Building mullama: What We Learned Replacing Ollama from Scratch

We built mullama because Ollama was not designed for the things we needed to study. That sounds like a criticism, but it is not — Ollama is good software that solves a real problem. It just solves a different problem than ours.

This post is a post-mortem on building a local LLM serving layer from first principles. We will cover why we started, what we built, what worked, what did not, and what we would do differently.

Why Not Ollama

Ollama makes it easy to run open-weight models locally. Download a model, run ollama serve, hit the API. For most use cases, this is exactly right.

Our research required three things that Ollama’s architecture made difficult:

Fine-grained control over inference scheduling. We needed to study how different scheduling strategies (round-robin, priority-based, preemptive) affect throughput and latency under concurrent load. Ollama’s scheduler is internal and not designed to be swapped out.

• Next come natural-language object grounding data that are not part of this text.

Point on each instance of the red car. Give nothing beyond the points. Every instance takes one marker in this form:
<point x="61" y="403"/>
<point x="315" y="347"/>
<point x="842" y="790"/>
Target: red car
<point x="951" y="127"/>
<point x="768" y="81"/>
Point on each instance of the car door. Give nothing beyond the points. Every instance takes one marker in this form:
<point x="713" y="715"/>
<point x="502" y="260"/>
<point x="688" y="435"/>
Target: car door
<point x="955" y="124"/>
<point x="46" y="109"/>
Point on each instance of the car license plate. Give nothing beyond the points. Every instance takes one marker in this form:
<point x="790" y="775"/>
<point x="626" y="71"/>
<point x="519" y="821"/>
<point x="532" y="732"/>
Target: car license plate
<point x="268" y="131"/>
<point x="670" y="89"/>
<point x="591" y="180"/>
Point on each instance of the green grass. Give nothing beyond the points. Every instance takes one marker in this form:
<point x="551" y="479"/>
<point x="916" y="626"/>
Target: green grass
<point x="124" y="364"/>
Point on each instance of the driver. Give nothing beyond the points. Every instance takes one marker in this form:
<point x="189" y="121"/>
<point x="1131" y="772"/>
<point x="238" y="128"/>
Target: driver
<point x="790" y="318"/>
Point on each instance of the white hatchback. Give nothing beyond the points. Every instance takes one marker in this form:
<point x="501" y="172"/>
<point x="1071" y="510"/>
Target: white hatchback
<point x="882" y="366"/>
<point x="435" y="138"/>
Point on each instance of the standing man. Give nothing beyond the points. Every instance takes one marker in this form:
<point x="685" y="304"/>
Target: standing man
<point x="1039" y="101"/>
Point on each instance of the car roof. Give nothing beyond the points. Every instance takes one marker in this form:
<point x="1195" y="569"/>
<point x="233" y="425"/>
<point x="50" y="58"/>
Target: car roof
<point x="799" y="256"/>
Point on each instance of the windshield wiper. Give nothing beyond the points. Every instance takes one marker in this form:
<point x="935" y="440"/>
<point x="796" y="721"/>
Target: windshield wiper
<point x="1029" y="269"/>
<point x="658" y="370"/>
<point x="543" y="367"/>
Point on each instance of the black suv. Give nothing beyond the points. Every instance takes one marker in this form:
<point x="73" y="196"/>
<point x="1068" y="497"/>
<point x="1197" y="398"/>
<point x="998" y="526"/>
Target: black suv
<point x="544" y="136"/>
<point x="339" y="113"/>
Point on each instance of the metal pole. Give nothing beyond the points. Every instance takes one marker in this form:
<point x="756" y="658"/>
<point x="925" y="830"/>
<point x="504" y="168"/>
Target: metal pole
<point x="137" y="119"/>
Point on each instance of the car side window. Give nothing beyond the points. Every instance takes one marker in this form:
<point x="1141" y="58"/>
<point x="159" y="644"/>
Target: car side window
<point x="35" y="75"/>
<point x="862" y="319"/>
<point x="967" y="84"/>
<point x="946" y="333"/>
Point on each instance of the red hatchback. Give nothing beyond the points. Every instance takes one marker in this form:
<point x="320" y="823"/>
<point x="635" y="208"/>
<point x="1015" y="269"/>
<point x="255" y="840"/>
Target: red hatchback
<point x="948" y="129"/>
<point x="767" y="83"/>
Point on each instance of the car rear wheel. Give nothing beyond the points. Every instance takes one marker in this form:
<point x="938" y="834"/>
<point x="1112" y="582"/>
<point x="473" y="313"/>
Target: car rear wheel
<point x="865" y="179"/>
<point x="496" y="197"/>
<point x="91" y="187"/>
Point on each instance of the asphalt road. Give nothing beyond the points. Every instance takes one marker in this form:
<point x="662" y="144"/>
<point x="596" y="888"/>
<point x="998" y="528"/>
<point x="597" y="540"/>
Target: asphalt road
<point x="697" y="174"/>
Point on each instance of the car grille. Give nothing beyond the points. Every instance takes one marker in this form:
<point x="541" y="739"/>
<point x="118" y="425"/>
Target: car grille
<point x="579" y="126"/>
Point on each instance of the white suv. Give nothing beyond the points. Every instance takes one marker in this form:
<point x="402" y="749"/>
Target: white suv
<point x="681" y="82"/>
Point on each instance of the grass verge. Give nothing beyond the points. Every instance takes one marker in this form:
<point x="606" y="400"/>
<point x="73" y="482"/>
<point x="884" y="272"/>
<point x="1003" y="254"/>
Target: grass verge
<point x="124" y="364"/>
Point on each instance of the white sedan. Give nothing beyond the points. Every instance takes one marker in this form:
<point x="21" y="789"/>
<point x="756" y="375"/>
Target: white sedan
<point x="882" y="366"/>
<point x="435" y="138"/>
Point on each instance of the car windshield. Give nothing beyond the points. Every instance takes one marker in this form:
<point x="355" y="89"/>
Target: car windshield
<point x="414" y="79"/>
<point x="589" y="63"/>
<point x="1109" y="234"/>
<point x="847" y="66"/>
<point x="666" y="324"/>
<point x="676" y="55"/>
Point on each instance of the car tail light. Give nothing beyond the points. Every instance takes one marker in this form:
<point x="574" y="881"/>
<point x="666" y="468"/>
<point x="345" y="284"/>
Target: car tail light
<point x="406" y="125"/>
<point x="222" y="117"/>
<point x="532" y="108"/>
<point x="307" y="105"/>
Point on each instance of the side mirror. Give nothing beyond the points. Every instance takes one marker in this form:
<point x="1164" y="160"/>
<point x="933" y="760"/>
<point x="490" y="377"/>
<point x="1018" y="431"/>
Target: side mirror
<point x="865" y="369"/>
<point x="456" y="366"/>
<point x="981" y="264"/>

Direct access to llama.cpp internals. We wanted to experiment with KV cache management, context window strategies, and quantisation at a level below what Ollama’s API exposes. Ollama wraps llama.cpp and presents a clean abstraction over it — which is the right design choice for a user-facing tool, but the wrong one for a research instrument.

Model lifecycle as a study object. We wanted to study model loading, unloading, and hot-swapping as first-class operations. How long does it take to load a 7B model into GPU memory? What happens when you need to swap between two 13B models on a single 24GB GPU? Ollama handles this internally, and its model management is optimised for the common case, not for instrumentation.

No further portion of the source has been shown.